Je suis désappointé. Quand, j’ai signé pour une saison 2, je ne m’attendais pas à apprécier Yama no Susume. Je ne pensais pas que 8bits partirait sur un format 15 minutes et qu’il réussirait à en tirer quelque chose de correct (parce que le premier épisode, c’était pas bien folichon). Je ne pensais pas un jour être pris au dépourvu et avoir à écrire une telle excuse en guise d’article.

A voir ce que la suite réserve, mais je ne suis pas sûr de tout commenter du coup. Je n’ai pas encore regardé les épisodes suivants, donc je déciderai ultérieurement si je continue sur ma lancée ou si je ne fais plus que des morceaux choisis.

Extrait de la musique de fond utilisé pour la rédaction aujourd’hui : la version instrumentale de Hazy, le premier ending de Hanasaku Iroha (même si on ne peut pas franchement dire qu’elle m’ait inspiré).

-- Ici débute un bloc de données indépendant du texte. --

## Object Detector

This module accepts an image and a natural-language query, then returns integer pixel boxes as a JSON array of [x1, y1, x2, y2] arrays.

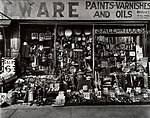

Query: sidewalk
[[1, 105, 150, 118]]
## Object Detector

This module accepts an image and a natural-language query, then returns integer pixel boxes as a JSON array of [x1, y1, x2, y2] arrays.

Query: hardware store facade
[[1, 0, 150, 105]]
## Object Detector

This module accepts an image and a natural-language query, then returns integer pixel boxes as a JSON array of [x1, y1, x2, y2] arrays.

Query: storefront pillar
[[92, 24, 95, 79], [147, 23, 150, 88], [54, 24, 57, 72], [10, 22, 20, 58]]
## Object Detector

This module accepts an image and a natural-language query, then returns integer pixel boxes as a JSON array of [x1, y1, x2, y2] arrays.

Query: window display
[[1, 24, 149, 107], [55, 25, 93, 91], [20, 25, 55, 75]]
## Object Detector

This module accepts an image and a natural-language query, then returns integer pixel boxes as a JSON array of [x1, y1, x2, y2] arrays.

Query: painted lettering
[[86, 1, 91, 9], [116, 10, 132, 18], [68, 2, 79, 17], [95, 28, 145, 34], [53, 2, 64, 17], [90, 2, 97, 9], [37, 2, 49, 17], [18, 2, 31, 17], [4, 2, 12, 16], [93, 11, 110, 18]]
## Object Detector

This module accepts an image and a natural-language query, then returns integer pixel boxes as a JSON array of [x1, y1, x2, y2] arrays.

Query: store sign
[[2, 57, 15, 74], [0, 0, 150, 20], [95, 28, 145, 34]]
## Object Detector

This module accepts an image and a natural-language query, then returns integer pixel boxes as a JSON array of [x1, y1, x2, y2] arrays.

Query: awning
[[0, 20, 11, 27], [0, 11, 11, 27]]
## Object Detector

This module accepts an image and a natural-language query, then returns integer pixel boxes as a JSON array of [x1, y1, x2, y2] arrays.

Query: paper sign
[[143, 93, 148, 98], [83, 92, 90, 100], [2, 57, 15, 74], [97, 91, 102, 98], [135, 87, 141, 94], [0, 93, 7, 105], [137, 57, 148, 68], [126, 87, 132, 93], [129, 51, 135, 56]]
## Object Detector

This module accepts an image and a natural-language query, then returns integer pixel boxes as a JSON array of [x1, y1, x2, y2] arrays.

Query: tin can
[[28, 89, 33, 102]]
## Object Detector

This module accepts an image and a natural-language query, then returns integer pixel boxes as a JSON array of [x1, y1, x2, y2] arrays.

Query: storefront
[[1, 0, 150, 106]]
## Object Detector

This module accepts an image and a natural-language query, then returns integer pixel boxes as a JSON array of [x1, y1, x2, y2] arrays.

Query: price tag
[[83, 92, 90, 100], [126, 87, 132, 93], [0, 93, 7, 105], [114, 53, 118, 56], [103, 87, 108, 94], [50, 83, 53, 89], [73, 49, 83, 52], [67, 89, 71, 93], [2, 57, 15, 74], [143, 93, 148, 98], [135, 87, 141, 94], [55, 83, 60, 91], [130, 93, 134, 97], [83, 85, 88, 91], [97, 91, 102, 98], [129, 51, 135, 56], [110, 92, 115, 98]]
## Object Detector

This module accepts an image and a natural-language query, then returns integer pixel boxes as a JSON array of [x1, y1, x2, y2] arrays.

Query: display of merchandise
[[0, 25, 150, 107], [20, 25, 54, 75]]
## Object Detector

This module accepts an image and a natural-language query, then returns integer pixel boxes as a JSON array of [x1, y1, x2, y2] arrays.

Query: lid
[[69, 66, 77, 74], [57, 26, 65, 37], [73, 29, 81, 36], [55, 42, 61, 49], [65, 29, 72, 37], [84, 29, 91, 35]]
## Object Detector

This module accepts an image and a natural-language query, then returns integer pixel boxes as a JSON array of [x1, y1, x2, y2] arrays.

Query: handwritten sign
[[2, 57, 15, 74]]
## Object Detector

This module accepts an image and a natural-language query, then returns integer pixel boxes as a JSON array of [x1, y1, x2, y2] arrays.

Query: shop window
[[55, 25, 93, 90], [17, 24, 150, 106], [20, 25, 54, 75], [94, 25, 148, 92]]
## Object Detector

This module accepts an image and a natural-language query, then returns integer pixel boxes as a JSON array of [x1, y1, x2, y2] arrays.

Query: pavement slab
[[0, 105, 150, 118], [0, 109, 17, 118], [7, 107, 71, 118]]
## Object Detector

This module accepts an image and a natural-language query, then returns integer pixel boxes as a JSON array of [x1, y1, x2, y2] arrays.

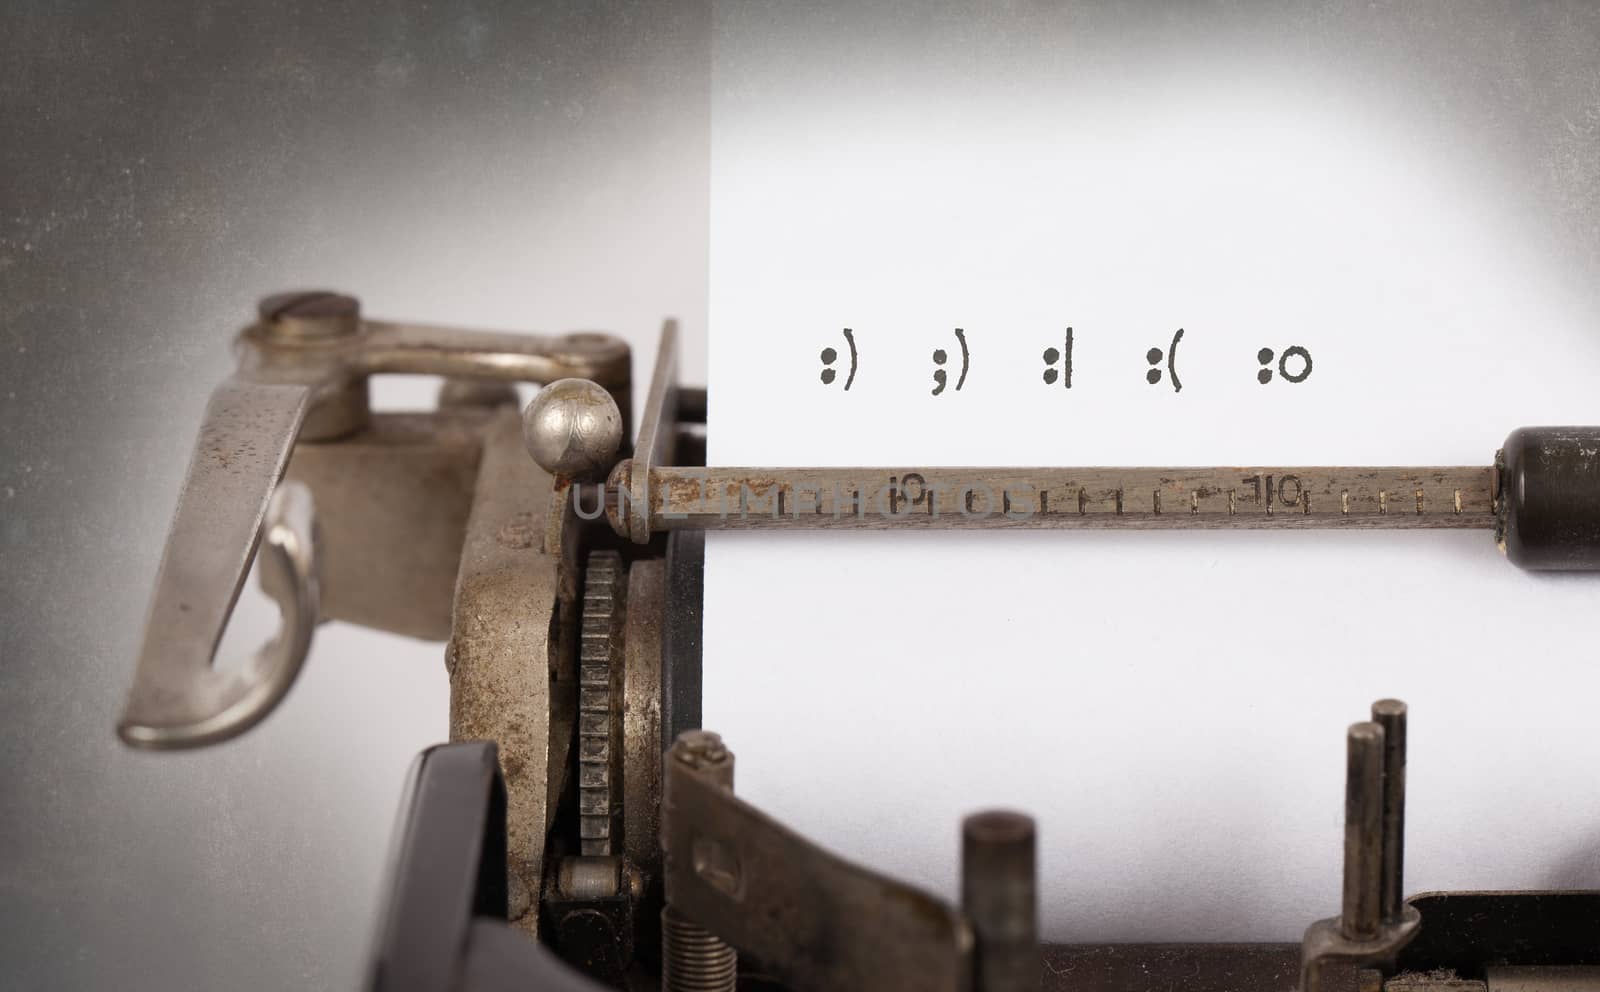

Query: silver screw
[[672, 730, 730, 773], [256, 290, 360, 341]]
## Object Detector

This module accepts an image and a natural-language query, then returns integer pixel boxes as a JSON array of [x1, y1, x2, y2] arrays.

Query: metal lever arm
[[120, 379, 318, 748], [661, 731, 976, 992], [119, 292, 631, 749], [355, 321, 630, 391]]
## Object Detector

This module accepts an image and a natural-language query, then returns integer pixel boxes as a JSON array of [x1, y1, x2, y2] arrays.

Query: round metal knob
[[522, 378, 624, 481]]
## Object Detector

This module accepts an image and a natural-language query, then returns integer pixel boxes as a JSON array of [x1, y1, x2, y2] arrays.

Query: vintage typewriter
[[118, 291, 1600, 992]]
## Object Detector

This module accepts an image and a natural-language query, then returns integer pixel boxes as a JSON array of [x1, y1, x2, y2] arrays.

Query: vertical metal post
[[1340, 722, 1386, 941], [1371, 699, 1407, 923], [1300, 701, 1418, 992], [962, 810, 1040, 992]]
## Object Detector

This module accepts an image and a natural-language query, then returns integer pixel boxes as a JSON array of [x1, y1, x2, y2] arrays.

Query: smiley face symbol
[[1257, 345, 1312, 384], [931, 328, 969, 396], [1042, 328, 1073, 387], [1145, 328, 1184, 392], [818, 328, 858, 389]]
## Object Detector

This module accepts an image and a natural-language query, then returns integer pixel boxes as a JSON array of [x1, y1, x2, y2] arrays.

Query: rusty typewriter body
[[118, 292, 1600, 992]]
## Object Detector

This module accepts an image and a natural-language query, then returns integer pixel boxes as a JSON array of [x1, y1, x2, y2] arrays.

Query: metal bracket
[[660, 730, 978, 992], [119, 290, 629, 749], [619, 319, 681, 544]]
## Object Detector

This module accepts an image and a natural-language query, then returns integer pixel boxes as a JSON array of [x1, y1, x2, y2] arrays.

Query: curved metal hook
[[118, 377, 322, 749], [226, 480, 320, 737], [120, 479, 319, 749]]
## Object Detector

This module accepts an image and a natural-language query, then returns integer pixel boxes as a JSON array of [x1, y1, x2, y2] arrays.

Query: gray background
[[4, 1, 1600, 988], [2, 2, 707, 989]]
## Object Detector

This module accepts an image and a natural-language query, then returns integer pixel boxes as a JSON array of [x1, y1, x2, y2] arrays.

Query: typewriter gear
[[578, 549, 626, 857]]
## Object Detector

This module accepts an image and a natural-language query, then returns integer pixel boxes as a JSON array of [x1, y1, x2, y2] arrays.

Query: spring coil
[[662, 906, 736, 992]]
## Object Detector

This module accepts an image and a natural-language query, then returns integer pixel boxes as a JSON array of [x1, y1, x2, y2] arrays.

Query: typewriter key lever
[[118, 292, 630, 749]]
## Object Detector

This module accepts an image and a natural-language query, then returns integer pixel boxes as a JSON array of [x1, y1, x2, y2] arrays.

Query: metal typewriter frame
[[119, 292, 1600, 992]]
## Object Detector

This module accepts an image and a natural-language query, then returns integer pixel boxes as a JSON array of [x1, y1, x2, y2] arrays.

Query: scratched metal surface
[[3, 1, 1600, 990]]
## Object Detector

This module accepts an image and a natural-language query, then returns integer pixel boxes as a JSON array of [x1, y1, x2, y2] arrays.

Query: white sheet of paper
[[705, 7, 1600, 940]]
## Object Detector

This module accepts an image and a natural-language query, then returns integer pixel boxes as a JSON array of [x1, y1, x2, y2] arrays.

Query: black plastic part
[[366, 741, 601, 992], [459, 920, 600, 992], [1498, 426, 1600, 571], [1040, 944, 1300, 992], [657, 383, 706, 750], [542, 897, 634, 986], [1397, 891, 1600, 973], [661, 528, 704, 752]]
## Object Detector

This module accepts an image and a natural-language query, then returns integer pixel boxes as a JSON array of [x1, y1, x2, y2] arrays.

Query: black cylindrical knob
[[1498, 427, 1600, 571]]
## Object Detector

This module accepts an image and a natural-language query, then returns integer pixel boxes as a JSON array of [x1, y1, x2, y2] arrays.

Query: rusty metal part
[[622, 320, 682, 543], [661, 730, 975, 992], [446, 409, 575, 935], [120, 289, 629, 749], [578, 550, 625, 857], [962, 811, 1040, 992], [607, 465, 1497, 539], [284, 410, 487, 640], [1300, 705, 1421, 992], [622, 558, 665, 886]]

Un commentaire sur “Yama no Susume (S2) 03 – Désolé…

  1. Mian Mian dit :

    Mais… et la bouffe, dans tout ça?

    Je compatis, ce n’est pas pour rien que Minorin est composée en majorité d’animés faciles à tourner en dérision. Trop facile, peut-être? Et je ne suis donc pas le seul à gâcher littéralement une journée sur un article. Le format 1 article = 1 épisode n’aide pas non plus, mais ne perds pas espoir face à un passage moyen, le monde est encore plein de mauvais animes à critiquer.